What we need is a “chain reaction” to “chain migration.”

According to an article by Brooke Singman, a Political Reporter for Fox News:

The attempted suicide bombing in New York (12/11/17) would never have happened if President Trump’s immigration policies had been in place, the White House said after it was revealed that the terror suspect had entered the country via chain migration.
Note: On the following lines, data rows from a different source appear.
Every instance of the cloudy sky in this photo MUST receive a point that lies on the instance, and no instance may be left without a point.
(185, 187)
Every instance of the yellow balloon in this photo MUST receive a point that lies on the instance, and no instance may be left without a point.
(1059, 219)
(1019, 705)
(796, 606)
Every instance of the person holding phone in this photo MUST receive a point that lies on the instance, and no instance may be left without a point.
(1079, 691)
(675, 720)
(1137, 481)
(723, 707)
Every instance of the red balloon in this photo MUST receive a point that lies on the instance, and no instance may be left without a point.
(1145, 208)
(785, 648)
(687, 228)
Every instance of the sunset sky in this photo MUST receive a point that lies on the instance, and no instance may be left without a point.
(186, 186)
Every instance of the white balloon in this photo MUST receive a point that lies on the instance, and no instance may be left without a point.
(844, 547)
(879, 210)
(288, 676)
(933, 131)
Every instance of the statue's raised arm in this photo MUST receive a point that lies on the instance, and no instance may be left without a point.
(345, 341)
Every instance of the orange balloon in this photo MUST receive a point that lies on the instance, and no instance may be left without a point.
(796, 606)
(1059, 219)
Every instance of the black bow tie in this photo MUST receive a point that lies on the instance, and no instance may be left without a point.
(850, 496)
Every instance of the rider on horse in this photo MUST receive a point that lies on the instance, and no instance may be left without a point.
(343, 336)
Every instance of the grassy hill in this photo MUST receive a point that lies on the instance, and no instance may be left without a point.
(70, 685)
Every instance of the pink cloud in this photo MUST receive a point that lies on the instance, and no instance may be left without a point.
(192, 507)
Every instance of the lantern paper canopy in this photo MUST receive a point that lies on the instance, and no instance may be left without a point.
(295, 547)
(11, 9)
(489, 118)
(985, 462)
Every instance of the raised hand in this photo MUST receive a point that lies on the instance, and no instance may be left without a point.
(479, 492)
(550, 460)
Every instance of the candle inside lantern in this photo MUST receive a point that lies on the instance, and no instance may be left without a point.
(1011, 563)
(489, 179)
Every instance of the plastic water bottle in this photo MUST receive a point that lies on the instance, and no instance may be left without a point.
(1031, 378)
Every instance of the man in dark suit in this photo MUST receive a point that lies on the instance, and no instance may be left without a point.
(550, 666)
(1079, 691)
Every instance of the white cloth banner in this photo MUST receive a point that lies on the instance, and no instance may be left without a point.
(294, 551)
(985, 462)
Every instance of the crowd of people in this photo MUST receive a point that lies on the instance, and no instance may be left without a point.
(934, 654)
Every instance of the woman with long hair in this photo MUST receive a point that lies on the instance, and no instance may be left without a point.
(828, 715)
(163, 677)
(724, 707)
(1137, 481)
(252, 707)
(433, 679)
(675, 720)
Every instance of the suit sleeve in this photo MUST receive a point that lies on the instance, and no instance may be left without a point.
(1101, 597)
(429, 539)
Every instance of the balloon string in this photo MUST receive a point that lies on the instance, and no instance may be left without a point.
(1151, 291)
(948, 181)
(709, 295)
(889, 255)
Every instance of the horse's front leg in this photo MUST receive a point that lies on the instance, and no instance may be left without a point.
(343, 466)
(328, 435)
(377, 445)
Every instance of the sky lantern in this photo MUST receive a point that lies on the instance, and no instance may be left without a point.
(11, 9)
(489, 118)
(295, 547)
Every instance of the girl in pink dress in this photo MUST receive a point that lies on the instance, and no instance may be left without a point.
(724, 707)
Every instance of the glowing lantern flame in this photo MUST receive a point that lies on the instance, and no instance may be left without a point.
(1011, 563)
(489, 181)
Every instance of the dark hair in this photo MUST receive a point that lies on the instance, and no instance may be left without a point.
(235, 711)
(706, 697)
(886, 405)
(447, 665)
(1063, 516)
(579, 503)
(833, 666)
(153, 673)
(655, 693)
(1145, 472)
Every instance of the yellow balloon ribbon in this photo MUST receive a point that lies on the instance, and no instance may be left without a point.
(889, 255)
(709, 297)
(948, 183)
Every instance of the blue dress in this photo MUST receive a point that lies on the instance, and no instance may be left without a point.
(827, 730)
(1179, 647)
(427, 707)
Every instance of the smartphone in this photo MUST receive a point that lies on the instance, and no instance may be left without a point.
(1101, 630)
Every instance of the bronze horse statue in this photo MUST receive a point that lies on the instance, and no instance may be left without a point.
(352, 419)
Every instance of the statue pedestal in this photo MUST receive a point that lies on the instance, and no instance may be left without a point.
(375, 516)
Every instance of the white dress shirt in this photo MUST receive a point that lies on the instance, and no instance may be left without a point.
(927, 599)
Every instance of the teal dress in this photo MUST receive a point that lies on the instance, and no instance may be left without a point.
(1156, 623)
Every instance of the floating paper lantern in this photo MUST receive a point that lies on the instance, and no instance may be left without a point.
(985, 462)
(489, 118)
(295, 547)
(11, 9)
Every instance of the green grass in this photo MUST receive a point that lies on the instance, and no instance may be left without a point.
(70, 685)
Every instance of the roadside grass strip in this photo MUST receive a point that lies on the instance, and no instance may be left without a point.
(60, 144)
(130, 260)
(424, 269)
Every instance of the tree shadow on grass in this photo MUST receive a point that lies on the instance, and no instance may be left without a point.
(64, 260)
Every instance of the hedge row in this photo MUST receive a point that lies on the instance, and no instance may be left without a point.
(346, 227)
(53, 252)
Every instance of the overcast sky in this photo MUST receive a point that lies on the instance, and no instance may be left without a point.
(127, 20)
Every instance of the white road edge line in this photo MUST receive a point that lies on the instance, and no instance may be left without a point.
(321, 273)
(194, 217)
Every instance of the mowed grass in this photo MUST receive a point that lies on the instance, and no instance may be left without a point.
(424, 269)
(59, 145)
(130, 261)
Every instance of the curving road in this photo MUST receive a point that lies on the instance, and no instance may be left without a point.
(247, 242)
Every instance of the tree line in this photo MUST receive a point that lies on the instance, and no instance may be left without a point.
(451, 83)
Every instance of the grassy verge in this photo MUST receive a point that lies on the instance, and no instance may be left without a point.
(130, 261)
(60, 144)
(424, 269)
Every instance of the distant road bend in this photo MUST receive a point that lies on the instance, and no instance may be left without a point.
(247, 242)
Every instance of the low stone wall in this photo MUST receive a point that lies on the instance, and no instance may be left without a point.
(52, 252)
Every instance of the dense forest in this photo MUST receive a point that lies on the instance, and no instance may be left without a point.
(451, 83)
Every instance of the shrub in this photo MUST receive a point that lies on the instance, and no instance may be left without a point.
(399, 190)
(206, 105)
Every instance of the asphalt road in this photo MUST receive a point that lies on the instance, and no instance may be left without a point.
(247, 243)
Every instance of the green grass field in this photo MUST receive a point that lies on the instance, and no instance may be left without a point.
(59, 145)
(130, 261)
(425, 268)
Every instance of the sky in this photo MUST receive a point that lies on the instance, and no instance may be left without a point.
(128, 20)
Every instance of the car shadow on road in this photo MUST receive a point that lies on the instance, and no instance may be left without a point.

Akayed Ullah, a 27-year-old from Bangladesh, was admitted to the U.S. after presenting a passport displaying a family immigrant visa in 2011.

“The suspect is a Lawful Permanent Resident from Bangladesh who benefited from extended family chain migration,” Department of Homeland Security Press Secretary Tyler Houlton said in a statement.

That prompted White House Press Secretary Sarah Sanders to note that President Trump has railed against so-called “chain migration,” through which dozens of an immigrant’s relatives can enter the U.S. simply because their family member made it in.

“The president’s policy has called for an end to chain migration,” Sanders said. “If that had been in place, it would have prevented this individual from coming to the United States.”

President Trump, in a statement, blamed the attack on America’s “lax immigration system, which allows far too many dangerous, and inadequately vetted people to access our country.”

Between 2005 and 2015 the U.S. permanently resettled roughly 9.3 million new immigrants on the basis of family ties.

So what exactly is “chain migration?”

Based on an article from NumbersUSA:

Chain Migration starts with a foreign citizen chosen by our government to be admitted on the basis of what he/she is supposed to offer in our national interest. The original immigrant is allowed to bring in his/her immediate family consisting of a spouse and any minor children.

After that, the chain begins.

Once the original immigrant and his/her spouse becomes a U.S. citizen, they can petition for their parents, adult sons/daughters and their spouses and children, and their adult siblings, and so on, and so on. One legal immigrant can turn into dozens of relatives.

Who thought this was a good idea to begin with?

Of course, there are many different people expressing varying opinions about this problem now.

I agree with President Trump that chain migration should be limited to the immediate family (spouse and dependent children).

But what do we do if some of the millions of chain migrators already here choose to commit acts of terror on the rest of us?

I personally like an idea I heard from Greg Gutfeld, while watching “The Five” on the Fox News Channel. He suggested that if a person comes into the U.S. on a migration chain, and chooses to commit an act of terror, that person risks the deportation of the entire migration chain that they were a part of.

Now this I could see as being a real deterrent.